The hardest part is quietly suffering. A friend or my husband will call to just say hi, and I want to yell, “Don’t you understand that I’m still grieving, my Dad just died!” I feel like people should walk on eggshells around me, but I also get angry when they think I’m weak and still struggling. At times, I tell anyone that will listen, because I’m worried I’ve annoyed my close friends and family by still being so upset. I try to just go on about my daily Mom business because I don’t ever want my kids to remember me as sad or angry. The truth is, I have cried a lot in front of them this past year. It was not easy for me, but it’s really OK.

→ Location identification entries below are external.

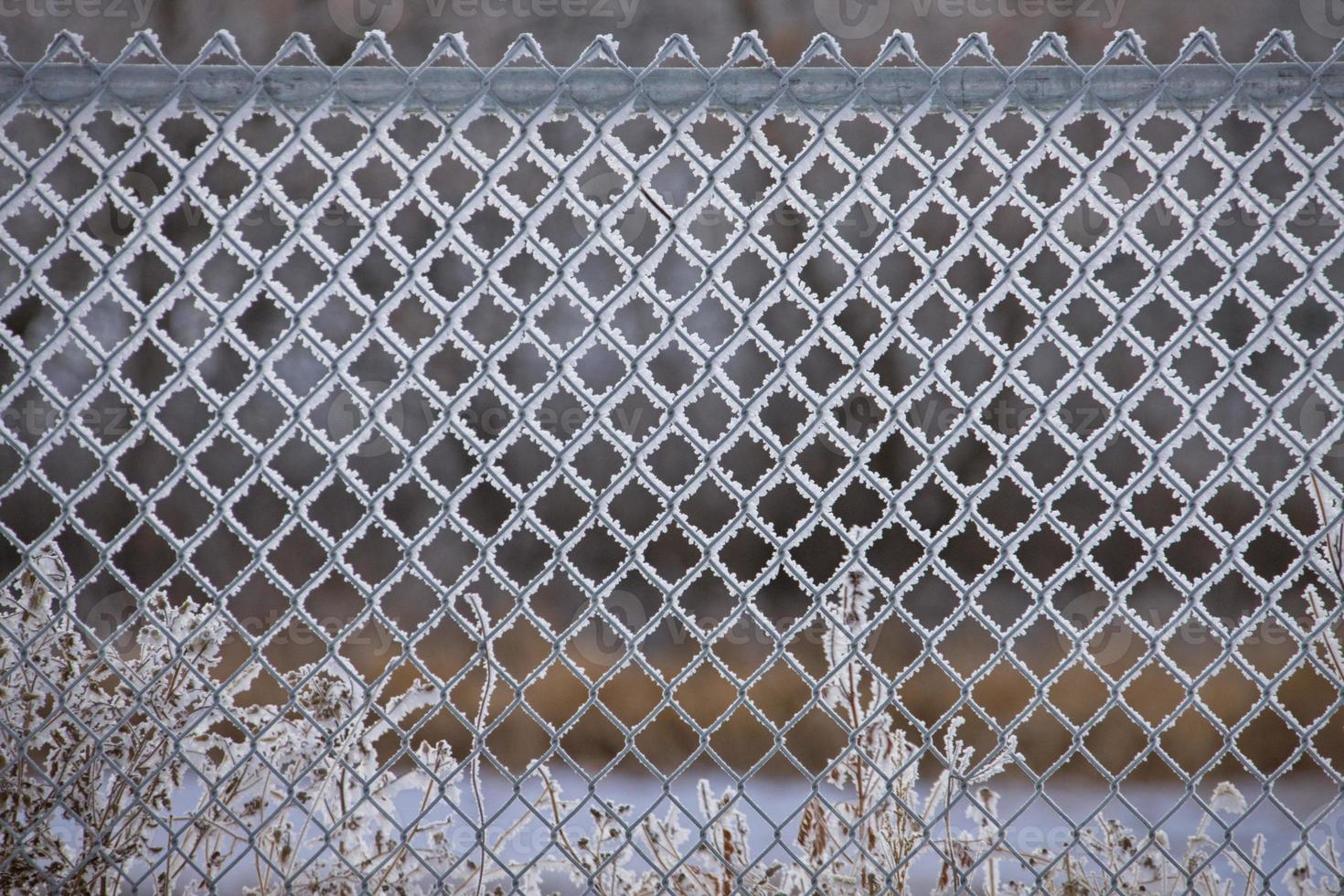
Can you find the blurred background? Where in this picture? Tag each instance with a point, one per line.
(641, 26)
(969, 629)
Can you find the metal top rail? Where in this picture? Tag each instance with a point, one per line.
(1115, 86)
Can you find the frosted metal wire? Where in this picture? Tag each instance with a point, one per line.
(78, 311)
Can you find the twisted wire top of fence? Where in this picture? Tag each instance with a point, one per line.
(546, 412)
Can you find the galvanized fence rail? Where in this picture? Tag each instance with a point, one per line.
(654, 360)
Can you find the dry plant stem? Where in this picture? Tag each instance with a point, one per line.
(1329, 645)
(123, 790)
(483, 710)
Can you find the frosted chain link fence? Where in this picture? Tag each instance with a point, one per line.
(572, 392)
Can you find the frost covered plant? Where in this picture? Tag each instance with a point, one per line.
(862, 844)
(97, 743)
(101, 741)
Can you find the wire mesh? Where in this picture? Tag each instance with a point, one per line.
(571, 392)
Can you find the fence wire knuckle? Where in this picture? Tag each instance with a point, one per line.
(569, 392)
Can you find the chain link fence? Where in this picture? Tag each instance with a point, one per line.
(423, 477)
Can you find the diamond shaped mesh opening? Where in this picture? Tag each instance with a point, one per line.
(428, 477)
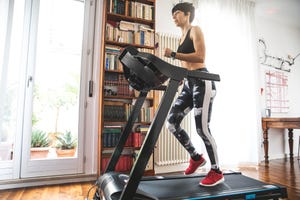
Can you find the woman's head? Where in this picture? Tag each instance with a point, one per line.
(186, 8)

I’m a grieving daughter, I’m human and full of emotion. I’m a Mom, wife, sister, aunt, friend… I’m learning that sometimes you have to just let it out. I’m realizing my kids won’t think that I’m a weak person, or that I’m a sad and angry Mom. It’s a part of life that everyone goes through. Sometimes as parents we beat ourselves up and we try to protect our kids from feeling our pain. Nobody wants their kids experience painful events, but grieving for someone is just something we can’t avoid.

After trying to be “strong” and getting through it on my own, I finally listened to my husband and decided to talk to somebody about this. I was so tired of being angry, crying and trying to understand what happened. I wanted a timeline, like an actual day that I could expect to be done going through the process of grief. I realize that was a ridiculous statement as it came out of my mouth. I have a lot of things that still stir up my emotions, but the days seem to be getting easier.

I still miss my Dad and that will never go away, it’s an intense feeling more often than not. I feel like I missed so much time with him, and I know my siblings feel the same. I know we will never get that time back. All we can do is move forward and make the most of the time we have, and make sure we spend it with people we love.

Being a grieving daughter and trying to get through the daily duties as a Mom is hard. Harder than I ever imagined. That’s the thing, the thing I’m starting to learn about grief. It’s hard, at times almost impossible to carry on like normal, but I’m still here. I have to live my life and enjoy my family, even if it feels like a storm is coming. The storm will pass, I’ll still be here. I may feel a little rattled, a lot rattled even, but there will be sunny days filled with happy memories still.

About four days before my Dad passed away he sent me a text message. I will always remember, and hold his words close to my heart.

“Hi honey. Please always keep the kids as close as you can. They grow up so fast. Don’t make my mistakes. I miss you so much and love you so much more…Dad”

This is one of my favorite pictures of us. I was four, and he was my silly best friend!